The one stop shop for all my dbs questions and answers is right here! Great job guys, keep up the great work!


----------



## Tomsoundman (Jun 17, 2002)

Feels like a real "family" that we can discuss & learn things together.

Thanks all!


----------



## Neil Derryberry (Mar 23, 2002)

Aww, shucks, guys... you're welcome!:blush:


----------



## George_F (Dec 25, 2002)

Actually it's the only forum I visit. Keep up the good work!!
Scott, keep on giving us those inside scoops....I love them.
John Corn, keep up the good work in the sports forum and potpourri forum. Everyone is doing a wonderful job!!
I just love the Survivor contest as well!!


----------



## Kevin (Mar 27, 2002)

I've learned a ton of valuable information about DBS since I registered a year ago. Thanks to everyone who makes this board one of the best on the web. :righton:


----------



## Nick (Apr 23, 2002)

My first cup of coffee, the morning's news and DBSTalk. All at the same time! 

Thanks to all for helping to start my day. And thanks to everyone who contributes. 

And to our lurkers: Don't just be a 'peeping tom". Come on and join the fun. We're all a bunch of nuts just like you!


----------



## TerryC (Jul 18, 2002)

Kudos and thanks to DBSTalk (or is it officially SatelliteTalk?).

And thanks to the posters on this board who've helped me so much, directly and indirectly.

Good topic.

Terry


----------



## BobMurdoch (Apr 24, 2002)

Thanks for setting it up in the first place.

Thanks for giving us fairly wide latitude in topics. Although you do shut down topics that degenerate into flame wars, you don't pull the trigger too quickly (ahem cough dbsforums. cough).

Thanks for the expertise. 

Thanks for the fair comments, which keep the E*/D* people interested in giving us advance info and news.

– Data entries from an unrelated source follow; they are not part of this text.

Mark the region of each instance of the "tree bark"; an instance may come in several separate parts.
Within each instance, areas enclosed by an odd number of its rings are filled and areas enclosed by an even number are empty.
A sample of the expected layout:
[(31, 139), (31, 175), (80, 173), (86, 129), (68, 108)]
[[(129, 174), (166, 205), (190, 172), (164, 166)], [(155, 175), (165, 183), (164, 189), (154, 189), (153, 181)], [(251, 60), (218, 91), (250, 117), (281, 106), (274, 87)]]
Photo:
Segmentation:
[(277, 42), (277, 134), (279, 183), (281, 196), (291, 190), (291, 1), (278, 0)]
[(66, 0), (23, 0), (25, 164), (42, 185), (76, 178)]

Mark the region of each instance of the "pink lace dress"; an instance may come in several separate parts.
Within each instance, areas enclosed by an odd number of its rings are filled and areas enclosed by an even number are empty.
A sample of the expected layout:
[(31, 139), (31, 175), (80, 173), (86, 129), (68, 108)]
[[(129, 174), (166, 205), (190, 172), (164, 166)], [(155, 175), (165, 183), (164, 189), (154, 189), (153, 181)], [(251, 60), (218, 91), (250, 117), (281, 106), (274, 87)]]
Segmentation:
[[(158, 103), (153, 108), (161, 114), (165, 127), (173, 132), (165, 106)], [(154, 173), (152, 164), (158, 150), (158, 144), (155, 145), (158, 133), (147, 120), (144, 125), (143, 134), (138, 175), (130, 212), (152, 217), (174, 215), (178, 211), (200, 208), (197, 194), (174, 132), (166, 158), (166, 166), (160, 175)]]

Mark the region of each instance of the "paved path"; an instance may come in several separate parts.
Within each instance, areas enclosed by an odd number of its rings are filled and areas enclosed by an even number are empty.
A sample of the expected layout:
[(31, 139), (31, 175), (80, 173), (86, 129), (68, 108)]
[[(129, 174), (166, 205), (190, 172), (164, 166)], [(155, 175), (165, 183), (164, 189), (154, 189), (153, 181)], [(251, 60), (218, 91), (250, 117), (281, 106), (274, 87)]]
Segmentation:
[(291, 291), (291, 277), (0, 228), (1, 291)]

AND finally, thanks for giving all of us crazies a place to go to discuss our EXTREME love of this "hobby".


----------



## Scott Greczkowski (Mar 21, 2002)

Thanks guys!

We do it all for you. We don't get paid for any of this, so we really appreciate it when people post comments like this.


----------



## UpOnTheMountain (Mar 24, 2002)

Hello my name is Keith and I'm a DBS addict.
 

Seriously, Thanks to all of you who have made this site all that it is today.


----------



## Frapp (Apr 23, 2002)

Thanks to Chris, Scott and all the mods for establishing the most informative DBS board on the net today :wave:

It`s also nice that with all of the people from different walks of life that make up our membership, breaking news of all types can be found right here.

Maybe we should all take a little bow :hi:


----------



## Jacob S (Apr 14, 2002)

I like this site because of the great features, the information, the friendlyness, and we can talk about the war as well in addition to satellite, the games, notes you can keep, pm's, buddy list, and the continuation of improvements and dedication to this site. Great pride is taken into making and improving the site as a hobby in which is the way it is meant to be, as well as for information and help. Another great thing about this site is the prizes and contests and polls. Continuing to have advancements and features added keeps the momentum going and encourages more to post and makes this a better place to be.


----------



## Guest (Mar 30, 2003)

This is one great site...... This site is the reason I bought a directv.....


----------



## Chris Blount (Jun 22, 2001)

Wow! What a nice thread. Thanks everyone! I would also like to add my thanks to all of you, the great users of this forum who are kind enough to visit. We all lead busy lives and choose what we do with our time carefully. I feel honored that you would consider spending a few minutes with us each day. Makes it all worthwhile.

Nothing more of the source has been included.